Des responsables politiques du Gabon dénoncent les attaques personnelles contre le président

À l’occasion d’une conférence de presse tenue le 12 août à Libreville, plusieurs figures de l’échiquier politique gabonais ont vivement réagi contre les récentes provocations verbales émanant d’une partie de la diaspora gabonaise établie en Europe. Ces critiques, jugées particulièrement virulentes, ciblent directement le président de la République, Brice Clotaire Oligui Nguema, ainsi que les membres de sa famille, notamment sa mère et la Première Dame, Zita Oligui Nguema.

Un appel à la retenue dans le débat politique

David Mbadinga, président de l’Union des patriotes gabonais loyalistes (UPGL) et porte-parole d’un collectif de partis politiques, a rappelé avec fermeté que « la contestation d’un dirigeant ne doit jamais se muer en insultes gratuites ». Selon lui, les attaques personnelles, particulièrement celles visant l’entourage familial du chef de l’État, portent atteinte à l’image du Gabon et discréditent leurs auteurs. « Un débat politique sain repose sur des arguments, pas sur des invectives », a-t-il souligné.

Parmi les activistes pointés du doigt, Landry Mbeng, connu sous le pseudonyme « Lanlaire » et résidant en Suisse, s’est distingué par des prises de parole virulentes, diffusées massivement sur les réseaux sociaux. Ses propos, qualifiés d’offensants par les responsables politiques, ont suscité une vague de réprobation au sein de la classe politique gabonaise.
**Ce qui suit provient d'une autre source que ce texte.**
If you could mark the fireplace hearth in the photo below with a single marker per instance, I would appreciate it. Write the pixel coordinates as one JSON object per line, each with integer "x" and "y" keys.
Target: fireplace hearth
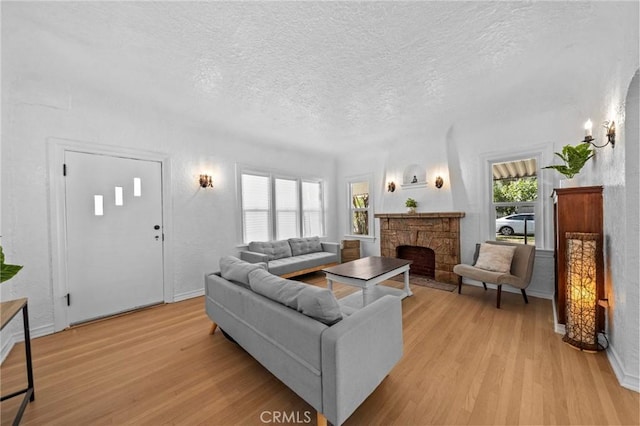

Un rappel à l’unité nationale en période symbolique

Dans leur déclaration commune, les leaders politiques ont appelé à l’apaisement, insistant sur l’importance de préserver la cohésion nationale, notamment en ce mois d’août, traditionnellement dédié à la célébration des valeurs républicaines. « Chaque Gabonais est invité à réaffirmer son attachement à la paix et à l’unité, sans que le débat ne sombre dans la vulgarité », ont-ils insisté. Pour eux, la critique légitime d’un gouvernement doit toujours s’inscrire dans le respect des institutions et de la dignité humaine.

Ce collectif rappelle ainsi que la souveraineté d’un pays se mesure aussi à l’aune du ton employé dans l’espace public. Une posture qui vise à rappeler que la politique, pour être constructive, doit exclure les attaques personnelles et privilégier le dialogue.